Anyway, look, fuck it – oh yeah, swearing, that’s another thing I do, which I have to be much more careful about in the US where I know casual swearing is much less prevalent among educated people – I’ve told you quite enough to be going on with. Really, all I wanted to do here apart from offer you a gentle introduction to the kind of thing I do, is come back to that point I was trying to make at the beginning about the fact that being right wing is not the same thing as being a Nazi. Or a fascist. Or any of those other nasty slurs that left-wingers like the Balls man and Michael Moore and Noam Chomsky and the rest like to use against us in order to wriggle out of the need to engage us in honest debate.
And if you want an even more detailed explanation of why right wingers, no matter how extreme, are neither fascists nor Nazis, read Jonah Goldberg’s excellent Liberal Fascism. The Nazis were a movement of the left – National Socialists – not the right, and the only reason that today we imagine otherwise is because of a very successful propaganda campaign begun by Joseph Stalin, and continued by his fellow travellers and useful idiots ever since.

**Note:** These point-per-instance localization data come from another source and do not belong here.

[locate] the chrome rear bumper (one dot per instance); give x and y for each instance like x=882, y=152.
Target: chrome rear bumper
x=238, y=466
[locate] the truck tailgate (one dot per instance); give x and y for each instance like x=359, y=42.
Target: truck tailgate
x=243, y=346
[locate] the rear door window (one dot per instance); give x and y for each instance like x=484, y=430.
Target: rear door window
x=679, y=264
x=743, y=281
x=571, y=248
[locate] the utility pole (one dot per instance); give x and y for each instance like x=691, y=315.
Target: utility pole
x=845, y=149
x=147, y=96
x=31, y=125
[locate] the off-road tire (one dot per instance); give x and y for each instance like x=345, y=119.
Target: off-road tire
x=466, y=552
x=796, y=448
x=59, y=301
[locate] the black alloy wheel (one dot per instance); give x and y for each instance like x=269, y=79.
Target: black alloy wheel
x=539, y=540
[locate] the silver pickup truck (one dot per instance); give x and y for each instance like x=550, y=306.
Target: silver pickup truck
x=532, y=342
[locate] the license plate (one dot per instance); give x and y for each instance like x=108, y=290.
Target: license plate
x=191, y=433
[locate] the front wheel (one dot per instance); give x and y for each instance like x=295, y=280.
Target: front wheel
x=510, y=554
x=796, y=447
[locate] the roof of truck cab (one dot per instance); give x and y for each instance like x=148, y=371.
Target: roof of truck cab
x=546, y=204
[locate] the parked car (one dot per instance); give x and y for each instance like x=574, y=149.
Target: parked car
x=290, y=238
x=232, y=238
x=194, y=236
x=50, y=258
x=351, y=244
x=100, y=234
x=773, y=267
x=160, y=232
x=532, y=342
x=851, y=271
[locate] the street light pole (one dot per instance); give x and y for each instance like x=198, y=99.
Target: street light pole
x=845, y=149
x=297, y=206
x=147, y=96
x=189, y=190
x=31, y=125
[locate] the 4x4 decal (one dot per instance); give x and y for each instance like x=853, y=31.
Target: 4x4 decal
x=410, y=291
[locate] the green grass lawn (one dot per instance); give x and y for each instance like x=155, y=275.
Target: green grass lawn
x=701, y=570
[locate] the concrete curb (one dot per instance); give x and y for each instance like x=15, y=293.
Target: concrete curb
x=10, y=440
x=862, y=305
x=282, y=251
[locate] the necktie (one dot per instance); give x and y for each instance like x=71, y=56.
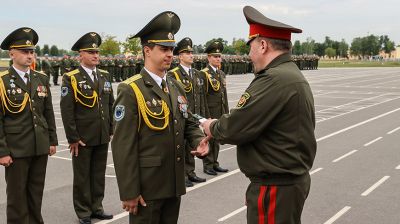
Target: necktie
x=164, y=86
x=28, y=81
x=95, y=81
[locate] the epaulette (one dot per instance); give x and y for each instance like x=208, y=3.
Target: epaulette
x=105, y=71
x=3, y=73
x=174, y=69
x=40, y=73
x=132, y=79
x=73, y=72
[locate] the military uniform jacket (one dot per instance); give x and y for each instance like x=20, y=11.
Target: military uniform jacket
x=194, y=88
x=151, y=162
x=91, y=123
x=272, y=125
x=216, y=95
x=31, y=131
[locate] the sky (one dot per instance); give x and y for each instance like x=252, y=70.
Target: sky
x=63, y=22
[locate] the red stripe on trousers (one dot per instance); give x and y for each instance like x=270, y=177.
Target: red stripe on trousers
x=272, y=204
x=261, y=218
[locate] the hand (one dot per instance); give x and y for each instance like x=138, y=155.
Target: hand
x=131, y=206
x=202, y=148
x=206, y=126
x=74, y=147
x=52, y=150
x=6, y=161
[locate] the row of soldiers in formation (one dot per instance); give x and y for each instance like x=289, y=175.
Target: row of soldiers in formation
x=122, y=67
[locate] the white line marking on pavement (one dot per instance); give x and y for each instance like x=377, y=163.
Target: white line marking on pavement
x=394, y=130
x=121, y=215
x=316, y=170
x=338, y=215
x=373, y=141
x=356, y=125
x=59, y=157
x=237, y=211
x=344, y=156
x=373, y=187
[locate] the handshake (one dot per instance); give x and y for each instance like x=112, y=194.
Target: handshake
x=204, y=123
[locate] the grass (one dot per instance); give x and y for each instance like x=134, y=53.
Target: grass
x=355, y=63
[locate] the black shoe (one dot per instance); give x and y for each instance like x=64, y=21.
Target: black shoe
x=210, y=172
x=196, y=179
x=188, y=183
x=220, y=169
x=102, y=215
x=85, y=220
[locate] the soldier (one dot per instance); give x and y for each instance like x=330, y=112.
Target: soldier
x=272, y=125
x=217, y=101
x=27, y=129
x=86, y=108
x=151, y=114
x=46, y=66
x=55, y=64
x=194, y=87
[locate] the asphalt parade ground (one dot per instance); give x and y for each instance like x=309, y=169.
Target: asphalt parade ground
x=355, y=177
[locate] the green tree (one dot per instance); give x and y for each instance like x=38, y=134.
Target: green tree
x=132, y=45
x=296, y=49
x=46, y=49
x=330, y=52
x=240, y=47
x=342, y=49
x=319, y=49
x=54, y=50
x=109, y=45
x=308, y=46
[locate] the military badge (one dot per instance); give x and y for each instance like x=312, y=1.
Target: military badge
x=64, y=91
x=119, y=112
x=243, y=100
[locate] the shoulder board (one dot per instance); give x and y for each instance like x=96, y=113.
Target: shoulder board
x=73, y=72
x=3, y=73
x=40, y=73
x=174, y=69
x=101, y=70
x=132, y=79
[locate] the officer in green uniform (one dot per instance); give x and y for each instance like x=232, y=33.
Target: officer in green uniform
x=86, y=108
x=217, y=101
x=273, y=126
x=55, y=64
x=194, y=87
x=151, y=112
x=27, y=129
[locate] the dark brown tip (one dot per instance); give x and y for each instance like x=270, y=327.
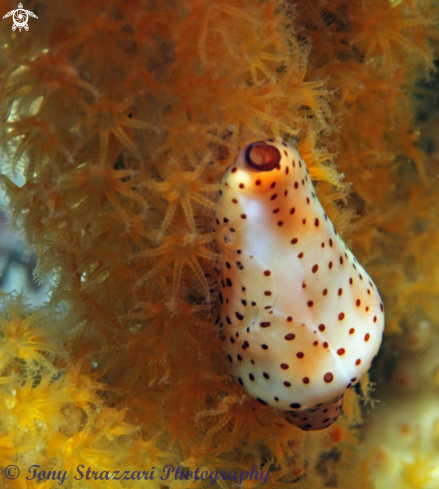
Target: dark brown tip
x=262, y=156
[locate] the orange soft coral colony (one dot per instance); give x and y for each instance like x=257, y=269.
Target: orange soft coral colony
x=300, y=317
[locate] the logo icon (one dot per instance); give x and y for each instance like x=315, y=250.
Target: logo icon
x=20, y=17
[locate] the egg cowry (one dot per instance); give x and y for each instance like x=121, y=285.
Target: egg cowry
x=301, y=319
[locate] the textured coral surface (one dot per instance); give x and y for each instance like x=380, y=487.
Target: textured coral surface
x=122, y=116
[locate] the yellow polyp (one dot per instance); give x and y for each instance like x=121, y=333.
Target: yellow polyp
x=122, y=118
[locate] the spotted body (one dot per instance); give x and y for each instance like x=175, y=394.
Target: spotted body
x=301, y=319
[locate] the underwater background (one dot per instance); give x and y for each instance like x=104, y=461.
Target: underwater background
x=118, y=120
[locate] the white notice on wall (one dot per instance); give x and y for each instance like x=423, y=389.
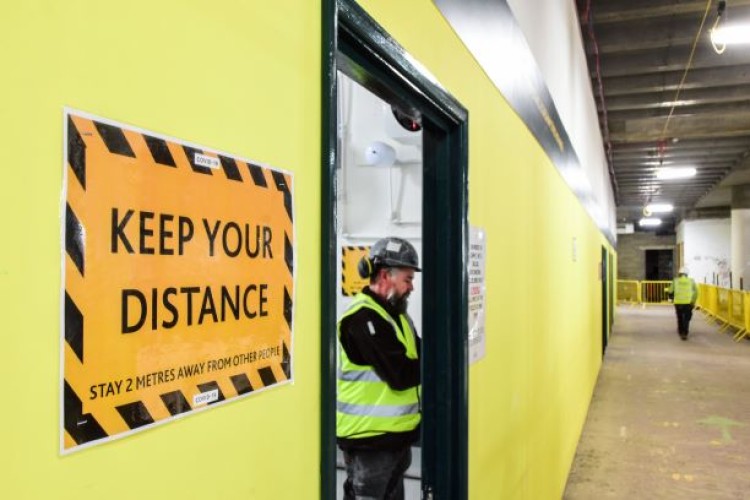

Me, I’m a nice guy. I love my family, love nature, like peace and love, and never drown kittens unless it’s strictly necessary. But you know what? Just recently, what with Obamaland and all, I’ve had this wonderful, liberating sense that I no longer need to apologise to my antagonists on the green-tinged liberal-left for who I am and the things for which I stand. There are people, I’ve realised just recently, whom I’m never going to convert through force of argument, no matter how eloquent my delivery nor how indisputable my evidence.
So to all my friends and would-be friends I say: welcome!